No one in the Pahlavi family has returned to Iran since they left. A cancer-stricken Mohammad Reza Pahlavi died in 1980 and is buried in Egypt. He had five children — one daughter with his first wife and four children with his third wife, Farah, who lives in France.

Does Iran still have a royal family? ›

Iranian monarchism is the advocacy of restoring the monarchy in Iran, which was abolished after the 1979 Revolution. Personal Standard of Shah of Iran before 1979 Revolution, Lion and Sun Flag of Iran with Pahlavi Coat of Arms.

What happened to the Spanish Princess sister? ›

Juana remained in the palace at Tordesillas for the remaining 30 years of her life, though not much is known about her time there. She died, still held captive, in April of 1555 at the age of 75. Alba Galocha Vallejo's Juana on The Spanish Princess, before the queen was placed into seclusion by her father.

What happened to Princess Salome? ›

At the end of her life Salome was married a third time to a certain Alexas, friend of Herod (Ant. 17:10). After her failure to nominate Herod Antipas heir to her brother, she remained in Rome with her daughter and grandchildren, where she died in 12 CE, bequeathing her patrimony to her friend Livia, the emperor's wife.

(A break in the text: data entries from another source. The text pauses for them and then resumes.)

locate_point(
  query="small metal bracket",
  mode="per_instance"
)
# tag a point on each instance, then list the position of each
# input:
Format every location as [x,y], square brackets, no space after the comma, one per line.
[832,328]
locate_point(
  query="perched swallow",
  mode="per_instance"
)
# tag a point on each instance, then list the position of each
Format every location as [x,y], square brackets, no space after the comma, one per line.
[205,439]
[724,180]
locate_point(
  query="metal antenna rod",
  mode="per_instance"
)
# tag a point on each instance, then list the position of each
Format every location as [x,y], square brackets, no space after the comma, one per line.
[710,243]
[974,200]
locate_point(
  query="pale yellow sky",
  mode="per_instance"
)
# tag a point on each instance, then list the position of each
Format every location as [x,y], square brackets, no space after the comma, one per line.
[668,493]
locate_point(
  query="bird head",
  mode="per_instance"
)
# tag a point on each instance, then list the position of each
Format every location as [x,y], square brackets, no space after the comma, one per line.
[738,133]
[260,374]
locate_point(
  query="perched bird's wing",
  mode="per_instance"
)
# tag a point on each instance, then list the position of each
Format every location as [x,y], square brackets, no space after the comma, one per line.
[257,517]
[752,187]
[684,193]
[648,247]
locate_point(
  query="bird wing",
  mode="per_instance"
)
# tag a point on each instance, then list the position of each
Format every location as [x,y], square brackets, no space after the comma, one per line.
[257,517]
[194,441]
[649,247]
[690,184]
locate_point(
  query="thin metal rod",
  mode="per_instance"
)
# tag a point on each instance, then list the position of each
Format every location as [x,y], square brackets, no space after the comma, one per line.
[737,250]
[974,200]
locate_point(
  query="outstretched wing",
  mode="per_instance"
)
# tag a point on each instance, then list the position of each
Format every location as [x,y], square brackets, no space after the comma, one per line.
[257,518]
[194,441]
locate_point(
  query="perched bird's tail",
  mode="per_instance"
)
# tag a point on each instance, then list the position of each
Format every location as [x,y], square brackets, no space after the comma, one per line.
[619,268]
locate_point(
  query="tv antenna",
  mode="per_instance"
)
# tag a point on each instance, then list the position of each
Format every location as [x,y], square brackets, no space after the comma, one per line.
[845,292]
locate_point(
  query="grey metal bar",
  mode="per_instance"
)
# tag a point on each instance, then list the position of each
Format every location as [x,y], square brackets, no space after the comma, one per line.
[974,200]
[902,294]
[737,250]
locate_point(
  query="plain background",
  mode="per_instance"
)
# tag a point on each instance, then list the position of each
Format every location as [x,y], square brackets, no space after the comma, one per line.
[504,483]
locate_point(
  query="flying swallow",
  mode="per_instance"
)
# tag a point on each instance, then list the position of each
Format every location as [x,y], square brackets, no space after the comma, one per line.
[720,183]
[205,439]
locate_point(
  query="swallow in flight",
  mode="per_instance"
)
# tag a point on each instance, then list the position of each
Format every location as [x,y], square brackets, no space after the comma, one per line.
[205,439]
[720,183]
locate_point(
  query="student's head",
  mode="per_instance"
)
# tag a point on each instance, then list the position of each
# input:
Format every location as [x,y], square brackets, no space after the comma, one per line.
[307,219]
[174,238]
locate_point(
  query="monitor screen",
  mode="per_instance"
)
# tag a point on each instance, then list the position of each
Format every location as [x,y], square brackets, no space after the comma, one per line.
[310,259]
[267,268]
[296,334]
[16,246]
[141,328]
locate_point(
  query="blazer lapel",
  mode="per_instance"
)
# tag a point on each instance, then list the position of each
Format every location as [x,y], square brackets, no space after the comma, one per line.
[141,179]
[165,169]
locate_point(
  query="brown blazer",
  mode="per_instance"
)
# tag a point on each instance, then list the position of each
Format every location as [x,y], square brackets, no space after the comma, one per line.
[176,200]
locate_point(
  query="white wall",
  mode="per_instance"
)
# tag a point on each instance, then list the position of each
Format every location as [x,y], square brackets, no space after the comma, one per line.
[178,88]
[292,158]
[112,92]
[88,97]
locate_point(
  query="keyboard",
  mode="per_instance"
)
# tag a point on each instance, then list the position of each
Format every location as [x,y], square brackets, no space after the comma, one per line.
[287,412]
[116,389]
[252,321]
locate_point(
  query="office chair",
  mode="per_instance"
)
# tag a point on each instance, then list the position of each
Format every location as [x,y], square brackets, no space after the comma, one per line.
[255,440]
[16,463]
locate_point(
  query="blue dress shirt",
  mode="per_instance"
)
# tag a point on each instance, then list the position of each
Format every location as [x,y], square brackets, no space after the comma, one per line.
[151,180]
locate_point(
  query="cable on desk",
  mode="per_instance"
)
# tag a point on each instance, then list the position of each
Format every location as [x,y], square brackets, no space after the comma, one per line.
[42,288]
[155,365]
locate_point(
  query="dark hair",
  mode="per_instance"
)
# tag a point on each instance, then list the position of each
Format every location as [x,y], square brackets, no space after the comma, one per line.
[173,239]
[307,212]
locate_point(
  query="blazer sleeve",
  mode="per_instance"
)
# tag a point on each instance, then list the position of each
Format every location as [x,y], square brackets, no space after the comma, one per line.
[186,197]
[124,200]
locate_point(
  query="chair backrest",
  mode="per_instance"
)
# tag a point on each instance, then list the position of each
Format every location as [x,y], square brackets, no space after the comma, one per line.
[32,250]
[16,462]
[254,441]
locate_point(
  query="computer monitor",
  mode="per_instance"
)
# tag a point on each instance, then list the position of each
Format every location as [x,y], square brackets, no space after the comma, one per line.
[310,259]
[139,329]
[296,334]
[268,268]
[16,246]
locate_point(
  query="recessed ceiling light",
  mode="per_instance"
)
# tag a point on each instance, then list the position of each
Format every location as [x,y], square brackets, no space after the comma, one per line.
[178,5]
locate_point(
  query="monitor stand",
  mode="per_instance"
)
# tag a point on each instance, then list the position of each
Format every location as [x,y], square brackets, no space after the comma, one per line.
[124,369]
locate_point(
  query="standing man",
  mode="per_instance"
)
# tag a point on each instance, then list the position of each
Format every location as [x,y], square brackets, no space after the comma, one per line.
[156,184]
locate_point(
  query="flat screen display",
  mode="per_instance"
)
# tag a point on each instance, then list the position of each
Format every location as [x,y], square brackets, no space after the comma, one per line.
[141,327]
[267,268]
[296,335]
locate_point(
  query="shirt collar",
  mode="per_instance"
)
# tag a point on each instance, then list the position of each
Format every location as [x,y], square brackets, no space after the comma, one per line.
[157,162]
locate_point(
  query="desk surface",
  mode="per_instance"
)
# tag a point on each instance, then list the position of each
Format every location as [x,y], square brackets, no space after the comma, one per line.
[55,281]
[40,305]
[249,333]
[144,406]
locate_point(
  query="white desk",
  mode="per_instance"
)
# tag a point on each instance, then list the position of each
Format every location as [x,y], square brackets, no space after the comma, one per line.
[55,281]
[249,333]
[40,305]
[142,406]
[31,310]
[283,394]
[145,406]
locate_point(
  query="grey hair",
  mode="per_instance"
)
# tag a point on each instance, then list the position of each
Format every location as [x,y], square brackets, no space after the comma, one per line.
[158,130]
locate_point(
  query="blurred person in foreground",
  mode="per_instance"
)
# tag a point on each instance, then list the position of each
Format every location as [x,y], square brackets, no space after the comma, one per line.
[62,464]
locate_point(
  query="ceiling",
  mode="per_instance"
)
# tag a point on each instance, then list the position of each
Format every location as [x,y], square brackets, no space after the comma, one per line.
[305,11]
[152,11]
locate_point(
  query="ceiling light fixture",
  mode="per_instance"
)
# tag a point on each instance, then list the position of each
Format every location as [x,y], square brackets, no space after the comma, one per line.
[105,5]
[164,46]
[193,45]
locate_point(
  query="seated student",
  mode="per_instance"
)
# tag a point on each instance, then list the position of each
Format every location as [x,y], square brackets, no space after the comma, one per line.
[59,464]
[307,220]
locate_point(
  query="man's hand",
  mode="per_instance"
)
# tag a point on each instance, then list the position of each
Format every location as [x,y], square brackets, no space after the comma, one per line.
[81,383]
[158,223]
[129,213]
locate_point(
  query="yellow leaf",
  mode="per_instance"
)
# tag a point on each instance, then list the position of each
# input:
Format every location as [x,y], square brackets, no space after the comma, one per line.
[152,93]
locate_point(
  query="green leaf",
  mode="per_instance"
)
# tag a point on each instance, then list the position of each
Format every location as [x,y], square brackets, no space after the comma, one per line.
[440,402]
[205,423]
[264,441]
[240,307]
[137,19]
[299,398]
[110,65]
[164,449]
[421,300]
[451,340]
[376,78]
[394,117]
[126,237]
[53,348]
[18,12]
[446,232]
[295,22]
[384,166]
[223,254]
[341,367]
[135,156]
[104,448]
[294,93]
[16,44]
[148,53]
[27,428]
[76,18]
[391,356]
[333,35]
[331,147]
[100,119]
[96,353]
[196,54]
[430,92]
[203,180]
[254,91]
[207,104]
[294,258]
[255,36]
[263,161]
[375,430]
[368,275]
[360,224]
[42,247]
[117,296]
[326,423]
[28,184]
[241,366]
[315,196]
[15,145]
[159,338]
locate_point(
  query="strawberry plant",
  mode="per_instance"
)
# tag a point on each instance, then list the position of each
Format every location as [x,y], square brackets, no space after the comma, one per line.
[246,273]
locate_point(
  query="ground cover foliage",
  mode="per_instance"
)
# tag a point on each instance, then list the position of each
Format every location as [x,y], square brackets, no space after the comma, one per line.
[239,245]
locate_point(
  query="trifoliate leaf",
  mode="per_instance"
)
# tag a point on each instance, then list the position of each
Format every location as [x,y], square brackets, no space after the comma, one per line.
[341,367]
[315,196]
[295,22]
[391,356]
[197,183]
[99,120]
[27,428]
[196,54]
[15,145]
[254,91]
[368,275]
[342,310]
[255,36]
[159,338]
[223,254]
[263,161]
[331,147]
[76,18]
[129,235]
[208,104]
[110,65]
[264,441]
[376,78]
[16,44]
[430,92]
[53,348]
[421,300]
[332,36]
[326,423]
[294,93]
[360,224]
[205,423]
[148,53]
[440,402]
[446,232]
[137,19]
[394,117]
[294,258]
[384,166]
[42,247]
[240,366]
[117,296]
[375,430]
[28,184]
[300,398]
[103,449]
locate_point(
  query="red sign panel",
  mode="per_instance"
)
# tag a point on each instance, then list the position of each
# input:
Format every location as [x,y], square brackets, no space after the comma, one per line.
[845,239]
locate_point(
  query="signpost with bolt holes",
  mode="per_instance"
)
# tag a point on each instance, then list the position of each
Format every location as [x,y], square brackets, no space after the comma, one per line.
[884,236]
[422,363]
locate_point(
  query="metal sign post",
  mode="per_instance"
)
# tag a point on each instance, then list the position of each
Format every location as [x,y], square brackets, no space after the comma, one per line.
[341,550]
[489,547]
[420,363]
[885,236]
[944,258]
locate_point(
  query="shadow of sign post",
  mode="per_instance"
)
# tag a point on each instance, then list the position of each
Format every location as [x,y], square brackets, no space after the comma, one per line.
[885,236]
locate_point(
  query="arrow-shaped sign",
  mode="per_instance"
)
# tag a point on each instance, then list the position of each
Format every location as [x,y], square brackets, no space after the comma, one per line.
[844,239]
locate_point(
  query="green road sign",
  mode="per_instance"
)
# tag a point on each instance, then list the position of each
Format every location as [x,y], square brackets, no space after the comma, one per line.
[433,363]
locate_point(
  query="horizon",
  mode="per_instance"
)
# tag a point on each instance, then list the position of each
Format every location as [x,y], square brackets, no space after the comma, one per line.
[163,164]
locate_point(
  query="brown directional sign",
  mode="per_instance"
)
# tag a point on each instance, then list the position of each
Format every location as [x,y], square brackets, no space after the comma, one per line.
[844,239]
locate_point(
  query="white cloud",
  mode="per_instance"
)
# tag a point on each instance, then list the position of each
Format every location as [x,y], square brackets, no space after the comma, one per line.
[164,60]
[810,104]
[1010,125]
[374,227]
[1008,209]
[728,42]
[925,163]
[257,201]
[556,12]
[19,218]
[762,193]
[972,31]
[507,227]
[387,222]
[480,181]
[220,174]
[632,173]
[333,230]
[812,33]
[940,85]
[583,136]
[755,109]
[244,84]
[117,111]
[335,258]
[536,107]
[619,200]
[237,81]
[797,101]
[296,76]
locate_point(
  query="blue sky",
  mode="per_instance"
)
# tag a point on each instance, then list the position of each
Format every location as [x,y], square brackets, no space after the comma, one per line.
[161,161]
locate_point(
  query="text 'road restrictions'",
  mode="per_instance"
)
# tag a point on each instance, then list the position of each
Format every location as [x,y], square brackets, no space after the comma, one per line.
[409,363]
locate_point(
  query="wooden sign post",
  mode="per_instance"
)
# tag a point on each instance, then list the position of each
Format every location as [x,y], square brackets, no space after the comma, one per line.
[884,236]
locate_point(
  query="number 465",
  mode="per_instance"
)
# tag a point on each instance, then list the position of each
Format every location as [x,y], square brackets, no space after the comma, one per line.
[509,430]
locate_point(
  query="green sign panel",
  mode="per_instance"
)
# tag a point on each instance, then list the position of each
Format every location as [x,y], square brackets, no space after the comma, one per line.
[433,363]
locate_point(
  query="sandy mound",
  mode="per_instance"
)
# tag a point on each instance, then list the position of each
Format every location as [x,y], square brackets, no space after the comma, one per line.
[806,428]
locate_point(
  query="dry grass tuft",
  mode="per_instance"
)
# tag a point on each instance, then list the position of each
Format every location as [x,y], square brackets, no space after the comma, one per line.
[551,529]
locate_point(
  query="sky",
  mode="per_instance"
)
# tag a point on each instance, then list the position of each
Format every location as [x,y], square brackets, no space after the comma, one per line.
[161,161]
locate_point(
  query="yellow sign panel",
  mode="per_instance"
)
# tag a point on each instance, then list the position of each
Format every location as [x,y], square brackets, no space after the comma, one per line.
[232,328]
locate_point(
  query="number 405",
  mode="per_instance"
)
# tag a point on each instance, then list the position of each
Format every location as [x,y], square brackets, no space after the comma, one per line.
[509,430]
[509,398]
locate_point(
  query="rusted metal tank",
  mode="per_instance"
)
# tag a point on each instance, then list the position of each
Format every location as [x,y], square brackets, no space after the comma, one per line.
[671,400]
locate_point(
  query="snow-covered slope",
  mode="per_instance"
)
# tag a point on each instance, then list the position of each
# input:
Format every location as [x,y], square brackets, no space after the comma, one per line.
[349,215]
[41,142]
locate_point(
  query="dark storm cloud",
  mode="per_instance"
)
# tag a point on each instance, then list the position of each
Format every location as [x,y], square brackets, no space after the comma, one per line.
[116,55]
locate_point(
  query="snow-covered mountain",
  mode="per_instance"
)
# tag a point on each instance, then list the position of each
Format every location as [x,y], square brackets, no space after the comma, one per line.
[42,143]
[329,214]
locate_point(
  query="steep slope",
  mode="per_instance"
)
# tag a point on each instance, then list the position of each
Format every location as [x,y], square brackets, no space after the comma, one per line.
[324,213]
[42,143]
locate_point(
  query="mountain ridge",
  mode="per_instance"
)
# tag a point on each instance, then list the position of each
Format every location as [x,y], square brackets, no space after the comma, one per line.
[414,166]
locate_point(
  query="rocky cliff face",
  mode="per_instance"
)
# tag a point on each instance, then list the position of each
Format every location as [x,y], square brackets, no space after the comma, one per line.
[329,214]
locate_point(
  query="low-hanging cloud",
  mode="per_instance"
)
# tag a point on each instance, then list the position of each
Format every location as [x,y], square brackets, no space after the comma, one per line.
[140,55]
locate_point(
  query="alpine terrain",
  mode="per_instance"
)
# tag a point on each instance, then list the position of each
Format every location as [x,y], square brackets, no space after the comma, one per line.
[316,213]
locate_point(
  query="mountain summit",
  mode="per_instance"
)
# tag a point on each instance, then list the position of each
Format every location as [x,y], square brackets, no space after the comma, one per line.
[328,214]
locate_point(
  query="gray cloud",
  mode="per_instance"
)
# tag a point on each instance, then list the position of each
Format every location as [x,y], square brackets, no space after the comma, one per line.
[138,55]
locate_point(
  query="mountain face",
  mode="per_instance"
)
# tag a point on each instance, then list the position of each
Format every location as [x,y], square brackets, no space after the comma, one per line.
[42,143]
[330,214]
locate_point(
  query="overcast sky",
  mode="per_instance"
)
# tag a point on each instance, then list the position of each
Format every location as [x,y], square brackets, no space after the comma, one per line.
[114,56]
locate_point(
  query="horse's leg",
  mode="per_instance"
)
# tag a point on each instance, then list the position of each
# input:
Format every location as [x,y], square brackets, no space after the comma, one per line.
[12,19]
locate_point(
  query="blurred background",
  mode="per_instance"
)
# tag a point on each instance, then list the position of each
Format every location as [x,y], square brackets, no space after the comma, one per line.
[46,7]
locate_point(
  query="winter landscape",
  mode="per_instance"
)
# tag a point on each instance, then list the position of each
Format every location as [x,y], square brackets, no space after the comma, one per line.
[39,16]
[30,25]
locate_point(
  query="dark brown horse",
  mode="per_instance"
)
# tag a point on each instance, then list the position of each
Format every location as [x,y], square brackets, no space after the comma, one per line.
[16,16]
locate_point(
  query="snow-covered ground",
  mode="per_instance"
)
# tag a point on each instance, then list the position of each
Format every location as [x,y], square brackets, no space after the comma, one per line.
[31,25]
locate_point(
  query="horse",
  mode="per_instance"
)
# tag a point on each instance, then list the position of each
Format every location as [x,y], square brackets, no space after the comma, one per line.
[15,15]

What happened to the Marine that married the princess? ›

For his role in helping Al Khalifa flee Bahrain, Johnson was court-martialed for "forging military papers," but because of all the media attention the case was getting, Johnson's punishment only consisted of him being stripped of his "Lance Corporal" rank, being demoted to "Private," the lowest rank in the United ...

What happened to Mary the daughter of the Spanish princess? ›

Her reign was cut short by stomach cancer in 1558, and she died in the full knowledge that her half-sister Elizabeth would entirely overturn her attempts at reconcilliation with Rome.